Um exemplo disso pode ser verificado diariamente na postura de profissionais clínicos diante de situações que demandem sua atuação como, em vias públicas, cinemas, aviões, ou seja, em qualquer local onde estejam presentes e surja um problema que gere necessidade de prestação de cuidado especializado: o profissional clínico percebe sua responsabilidade de atuar e age no sentido de identificar e ajudar a solucionar o problema. Pensando dessa forma podemos compreender que a atividade clínica do farmacêutico não pode e não deve ser exercida unicamente no ambiente hospitalar, mas em qualquer ambiente onde haja usuários de medicamentos que possam estar expostos ou experimentando agravos relacionados aos efeitos de seu uso.

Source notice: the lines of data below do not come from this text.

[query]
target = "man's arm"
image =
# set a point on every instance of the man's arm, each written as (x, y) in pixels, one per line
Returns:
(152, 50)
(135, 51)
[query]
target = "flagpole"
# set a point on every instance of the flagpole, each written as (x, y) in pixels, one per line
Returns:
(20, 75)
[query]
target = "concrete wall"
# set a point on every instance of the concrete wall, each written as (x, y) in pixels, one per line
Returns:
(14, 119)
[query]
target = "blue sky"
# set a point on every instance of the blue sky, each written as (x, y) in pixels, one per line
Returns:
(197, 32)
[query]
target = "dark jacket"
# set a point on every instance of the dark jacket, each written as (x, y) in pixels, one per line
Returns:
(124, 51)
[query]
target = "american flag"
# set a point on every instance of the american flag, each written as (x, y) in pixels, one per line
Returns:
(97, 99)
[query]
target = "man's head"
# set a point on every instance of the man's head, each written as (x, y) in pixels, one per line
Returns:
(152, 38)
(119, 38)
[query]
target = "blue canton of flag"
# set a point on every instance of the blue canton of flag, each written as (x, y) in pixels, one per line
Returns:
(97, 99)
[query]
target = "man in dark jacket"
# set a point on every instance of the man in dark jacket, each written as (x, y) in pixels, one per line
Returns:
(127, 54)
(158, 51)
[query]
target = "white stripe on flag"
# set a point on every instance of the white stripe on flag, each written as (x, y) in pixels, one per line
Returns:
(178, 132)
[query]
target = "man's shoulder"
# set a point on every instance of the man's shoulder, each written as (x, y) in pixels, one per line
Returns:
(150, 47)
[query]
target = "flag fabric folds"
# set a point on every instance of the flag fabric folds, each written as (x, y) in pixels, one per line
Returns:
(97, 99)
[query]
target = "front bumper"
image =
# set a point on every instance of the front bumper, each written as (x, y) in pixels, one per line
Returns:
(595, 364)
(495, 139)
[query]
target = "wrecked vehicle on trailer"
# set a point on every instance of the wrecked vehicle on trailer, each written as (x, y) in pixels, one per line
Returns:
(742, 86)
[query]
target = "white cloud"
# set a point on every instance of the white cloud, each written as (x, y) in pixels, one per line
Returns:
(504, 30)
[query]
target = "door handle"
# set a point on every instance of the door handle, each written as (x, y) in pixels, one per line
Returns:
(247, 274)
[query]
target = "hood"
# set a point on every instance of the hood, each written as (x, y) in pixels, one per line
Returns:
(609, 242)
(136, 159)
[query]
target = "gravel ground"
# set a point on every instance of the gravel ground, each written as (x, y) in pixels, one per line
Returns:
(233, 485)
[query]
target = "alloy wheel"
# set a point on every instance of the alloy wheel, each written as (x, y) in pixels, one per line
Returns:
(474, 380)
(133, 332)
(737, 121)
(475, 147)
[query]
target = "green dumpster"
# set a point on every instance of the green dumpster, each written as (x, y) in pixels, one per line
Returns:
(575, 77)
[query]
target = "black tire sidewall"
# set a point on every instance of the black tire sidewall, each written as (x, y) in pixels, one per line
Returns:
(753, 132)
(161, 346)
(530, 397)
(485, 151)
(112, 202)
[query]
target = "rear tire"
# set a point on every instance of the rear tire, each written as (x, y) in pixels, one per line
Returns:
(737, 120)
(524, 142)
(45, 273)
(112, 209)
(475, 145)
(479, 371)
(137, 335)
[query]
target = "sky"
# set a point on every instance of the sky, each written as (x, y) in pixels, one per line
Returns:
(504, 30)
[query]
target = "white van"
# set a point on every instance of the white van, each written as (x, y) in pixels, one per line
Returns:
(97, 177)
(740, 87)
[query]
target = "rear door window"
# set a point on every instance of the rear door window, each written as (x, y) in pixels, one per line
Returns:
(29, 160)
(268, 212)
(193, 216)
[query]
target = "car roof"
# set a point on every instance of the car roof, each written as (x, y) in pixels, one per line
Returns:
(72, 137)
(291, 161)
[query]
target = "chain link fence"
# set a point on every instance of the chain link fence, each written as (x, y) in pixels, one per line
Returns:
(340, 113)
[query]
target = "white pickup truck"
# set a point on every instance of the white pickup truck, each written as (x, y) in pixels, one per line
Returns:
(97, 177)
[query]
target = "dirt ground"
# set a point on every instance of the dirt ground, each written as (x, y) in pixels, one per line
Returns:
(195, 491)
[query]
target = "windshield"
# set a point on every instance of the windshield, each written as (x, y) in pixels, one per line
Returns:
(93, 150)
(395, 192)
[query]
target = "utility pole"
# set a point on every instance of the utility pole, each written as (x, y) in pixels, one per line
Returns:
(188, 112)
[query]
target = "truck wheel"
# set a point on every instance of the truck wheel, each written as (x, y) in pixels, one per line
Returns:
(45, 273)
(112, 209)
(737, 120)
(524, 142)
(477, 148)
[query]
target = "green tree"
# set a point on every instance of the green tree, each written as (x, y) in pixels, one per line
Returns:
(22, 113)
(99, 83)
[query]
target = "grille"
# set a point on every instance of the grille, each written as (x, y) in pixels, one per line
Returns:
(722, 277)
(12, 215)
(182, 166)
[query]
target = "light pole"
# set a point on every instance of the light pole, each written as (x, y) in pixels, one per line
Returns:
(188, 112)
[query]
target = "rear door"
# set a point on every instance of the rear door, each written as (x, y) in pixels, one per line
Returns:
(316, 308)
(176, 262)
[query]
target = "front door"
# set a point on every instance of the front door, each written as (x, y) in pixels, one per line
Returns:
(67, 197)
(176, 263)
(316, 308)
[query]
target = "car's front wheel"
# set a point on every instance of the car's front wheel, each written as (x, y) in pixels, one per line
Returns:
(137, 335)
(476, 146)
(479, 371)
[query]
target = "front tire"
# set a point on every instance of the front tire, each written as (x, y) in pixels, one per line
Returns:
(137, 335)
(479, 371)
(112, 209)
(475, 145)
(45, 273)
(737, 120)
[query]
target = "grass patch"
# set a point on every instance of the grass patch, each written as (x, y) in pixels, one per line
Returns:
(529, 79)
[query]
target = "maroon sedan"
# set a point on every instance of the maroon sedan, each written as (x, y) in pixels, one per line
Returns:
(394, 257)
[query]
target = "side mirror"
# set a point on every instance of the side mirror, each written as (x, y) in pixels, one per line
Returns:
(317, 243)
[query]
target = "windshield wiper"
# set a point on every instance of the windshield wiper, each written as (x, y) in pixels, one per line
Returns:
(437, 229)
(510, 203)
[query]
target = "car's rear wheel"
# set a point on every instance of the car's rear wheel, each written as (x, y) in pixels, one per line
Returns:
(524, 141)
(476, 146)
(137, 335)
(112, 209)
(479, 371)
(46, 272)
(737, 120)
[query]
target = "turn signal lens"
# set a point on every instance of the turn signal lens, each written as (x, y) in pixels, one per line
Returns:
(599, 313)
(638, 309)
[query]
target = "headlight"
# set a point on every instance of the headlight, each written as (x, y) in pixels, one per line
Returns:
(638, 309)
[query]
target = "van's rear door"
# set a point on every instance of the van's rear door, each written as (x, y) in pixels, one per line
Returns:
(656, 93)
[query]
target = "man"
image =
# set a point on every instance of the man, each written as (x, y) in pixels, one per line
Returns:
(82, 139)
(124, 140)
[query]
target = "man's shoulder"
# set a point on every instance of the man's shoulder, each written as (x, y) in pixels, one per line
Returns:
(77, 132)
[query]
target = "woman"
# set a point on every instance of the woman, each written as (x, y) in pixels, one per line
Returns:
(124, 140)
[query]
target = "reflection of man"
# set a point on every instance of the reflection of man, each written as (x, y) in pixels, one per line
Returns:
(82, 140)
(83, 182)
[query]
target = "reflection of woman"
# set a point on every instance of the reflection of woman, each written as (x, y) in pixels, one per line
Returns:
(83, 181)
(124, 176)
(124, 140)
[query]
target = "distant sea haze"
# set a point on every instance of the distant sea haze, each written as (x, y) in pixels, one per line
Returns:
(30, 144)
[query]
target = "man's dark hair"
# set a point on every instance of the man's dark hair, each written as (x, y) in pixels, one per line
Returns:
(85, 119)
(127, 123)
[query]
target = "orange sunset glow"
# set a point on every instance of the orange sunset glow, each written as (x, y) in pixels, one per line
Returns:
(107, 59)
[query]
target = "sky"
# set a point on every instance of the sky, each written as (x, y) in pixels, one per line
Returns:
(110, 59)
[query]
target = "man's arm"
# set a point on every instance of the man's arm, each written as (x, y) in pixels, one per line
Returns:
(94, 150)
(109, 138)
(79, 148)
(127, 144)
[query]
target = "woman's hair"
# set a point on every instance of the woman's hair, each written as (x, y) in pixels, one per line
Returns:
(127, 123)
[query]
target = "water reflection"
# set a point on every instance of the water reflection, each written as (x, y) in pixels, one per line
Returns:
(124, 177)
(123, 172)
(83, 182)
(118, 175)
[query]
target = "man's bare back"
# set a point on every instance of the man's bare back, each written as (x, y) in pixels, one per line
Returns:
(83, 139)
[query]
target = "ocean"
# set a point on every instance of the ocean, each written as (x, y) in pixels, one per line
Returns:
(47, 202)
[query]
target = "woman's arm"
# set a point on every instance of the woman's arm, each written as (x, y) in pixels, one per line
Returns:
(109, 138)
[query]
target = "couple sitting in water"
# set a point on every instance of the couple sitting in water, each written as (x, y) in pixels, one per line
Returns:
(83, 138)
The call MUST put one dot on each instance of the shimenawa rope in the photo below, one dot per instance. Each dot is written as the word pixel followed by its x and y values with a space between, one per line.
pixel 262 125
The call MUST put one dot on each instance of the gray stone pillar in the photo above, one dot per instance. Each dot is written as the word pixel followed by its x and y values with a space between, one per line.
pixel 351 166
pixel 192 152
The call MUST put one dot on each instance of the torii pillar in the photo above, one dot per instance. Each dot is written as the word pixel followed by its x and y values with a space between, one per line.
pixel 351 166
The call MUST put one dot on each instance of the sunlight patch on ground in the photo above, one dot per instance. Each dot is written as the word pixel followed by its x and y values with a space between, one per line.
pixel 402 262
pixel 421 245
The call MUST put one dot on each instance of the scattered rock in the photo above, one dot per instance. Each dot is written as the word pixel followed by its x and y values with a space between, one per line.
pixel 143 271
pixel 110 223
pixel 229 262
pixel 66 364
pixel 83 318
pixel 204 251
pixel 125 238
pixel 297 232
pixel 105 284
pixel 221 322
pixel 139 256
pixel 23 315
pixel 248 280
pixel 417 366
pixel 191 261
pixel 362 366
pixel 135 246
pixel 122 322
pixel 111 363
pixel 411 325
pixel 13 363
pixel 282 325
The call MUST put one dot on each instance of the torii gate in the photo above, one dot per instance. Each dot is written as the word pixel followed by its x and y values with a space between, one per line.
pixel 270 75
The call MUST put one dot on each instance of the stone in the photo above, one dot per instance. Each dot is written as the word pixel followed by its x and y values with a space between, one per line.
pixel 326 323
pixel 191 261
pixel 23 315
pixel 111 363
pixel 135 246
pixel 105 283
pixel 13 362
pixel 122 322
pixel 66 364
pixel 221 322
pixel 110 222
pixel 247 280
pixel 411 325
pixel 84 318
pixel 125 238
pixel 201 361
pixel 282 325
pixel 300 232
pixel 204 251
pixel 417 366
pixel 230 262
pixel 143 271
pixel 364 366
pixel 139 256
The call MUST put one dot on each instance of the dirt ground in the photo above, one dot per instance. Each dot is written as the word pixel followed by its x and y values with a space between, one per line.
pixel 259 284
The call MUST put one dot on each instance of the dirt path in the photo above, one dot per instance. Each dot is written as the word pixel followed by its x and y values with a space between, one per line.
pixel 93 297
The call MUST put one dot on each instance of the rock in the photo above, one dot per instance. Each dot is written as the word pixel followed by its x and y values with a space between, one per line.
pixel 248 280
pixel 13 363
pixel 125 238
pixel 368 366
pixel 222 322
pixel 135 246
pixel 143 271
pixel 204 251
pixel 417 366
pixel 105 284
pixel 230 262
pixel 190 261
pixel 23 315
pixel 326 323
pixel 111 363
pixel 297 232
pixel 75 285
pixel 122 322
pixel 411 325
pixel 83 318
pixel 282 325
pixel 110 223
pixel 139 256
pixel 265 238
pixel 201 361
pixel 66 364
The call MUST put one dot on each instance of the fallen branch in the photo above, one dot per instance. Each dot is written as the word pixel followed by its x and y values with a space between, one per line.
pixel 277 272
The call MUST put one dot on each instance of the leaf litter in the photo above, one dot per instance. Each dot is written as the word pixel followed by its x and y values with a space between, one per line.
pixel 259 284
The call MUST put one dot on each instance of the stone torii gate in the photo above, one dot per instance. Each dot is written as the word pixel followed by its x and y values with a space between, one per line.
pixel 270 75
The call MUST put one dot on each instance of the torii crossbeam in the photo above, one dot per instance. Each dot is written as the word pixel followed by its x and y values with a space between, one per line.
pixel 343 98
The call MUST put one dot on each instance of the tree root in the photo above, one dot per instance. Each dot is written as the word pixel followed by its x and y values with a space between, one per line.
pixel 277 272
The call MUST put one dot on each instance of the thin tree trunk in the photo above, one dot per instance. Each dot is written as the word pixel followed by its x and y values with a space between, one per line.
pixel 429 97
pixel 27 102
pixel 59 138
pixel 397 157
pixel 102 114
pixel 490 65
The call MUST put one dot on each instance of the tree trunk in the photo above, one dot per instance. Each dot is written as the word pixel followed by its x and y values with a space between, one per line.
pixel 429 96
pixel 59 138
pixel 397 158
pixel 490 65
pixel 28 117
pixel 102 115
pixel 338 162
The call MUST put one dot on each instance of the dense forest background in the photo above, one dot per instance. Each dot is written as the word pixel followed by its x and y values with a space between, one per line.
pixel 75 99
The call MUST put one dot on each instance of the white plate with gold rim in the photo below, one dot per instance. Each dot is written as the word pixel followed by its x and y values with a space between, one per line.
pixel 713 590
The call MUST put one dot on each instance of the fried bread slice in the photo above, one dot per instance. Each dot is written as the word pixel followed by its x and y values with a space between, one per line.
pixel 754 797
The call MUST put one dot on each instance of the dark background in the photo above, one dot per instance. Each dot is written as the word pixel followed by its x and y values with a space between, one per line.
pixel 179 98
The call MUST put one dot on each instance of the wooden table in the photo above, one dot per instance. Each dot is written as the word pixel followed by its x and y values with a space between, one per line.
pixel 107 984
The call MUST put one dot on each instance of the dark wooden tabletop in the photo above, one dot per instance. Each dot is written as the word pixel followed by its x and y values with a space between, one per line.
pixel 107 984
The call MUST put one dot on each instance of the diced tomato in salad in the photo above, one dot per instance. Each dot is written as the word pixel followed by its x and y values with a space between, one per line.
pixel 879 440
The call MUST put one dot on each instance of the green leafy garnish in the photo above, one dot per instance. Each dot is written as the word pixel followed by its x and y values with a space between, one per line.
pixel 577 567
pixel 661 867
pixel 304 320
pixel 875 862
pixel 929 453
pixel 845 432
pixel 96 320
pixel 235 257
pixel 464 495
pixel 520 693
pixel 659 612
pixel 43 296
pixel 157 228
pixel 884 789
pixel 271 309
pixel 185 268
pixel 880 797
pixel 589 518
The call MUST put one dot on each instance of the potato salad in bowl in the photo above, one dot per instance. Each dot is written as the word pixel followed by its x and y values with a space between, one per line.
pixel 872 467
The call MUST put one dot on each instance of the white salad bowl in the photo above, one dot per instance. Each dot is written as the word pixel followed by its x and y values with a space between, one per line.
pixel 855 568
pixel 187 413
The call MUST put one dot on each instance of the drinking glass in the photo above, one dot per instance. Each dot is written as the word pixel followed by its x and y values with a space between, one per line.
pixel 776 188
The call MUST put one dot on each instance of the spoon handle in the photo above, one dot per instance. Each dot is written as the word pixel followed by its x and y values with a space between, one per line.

É importante ainda destacar que a Farmácia Clínica representou a introdução da orientação da prática farmacêutica ao paciente. Contudo, alguns conceitos propostos colocavam ainda os medicamentos como elemento principal e somente mencionavam o paciente, o que fez com que a atividade de Farmácia Clínica fosse associada tanto a atividades diretamente realizadas com o paciente (clínicas) quanto com atividades realizadas de forma indireta. Esta mescla de atividades diretas e indiretas regidas pelo mesmo termo contribuiu para sua própria descaracterização, enquanto atividade estritamente clínica, contribuindo para as discussões que geraram a proposta um redirecionamento da atividade do farmacêutico clínico através do conceito de Atenção Farmacêutica ao final da década de 1980.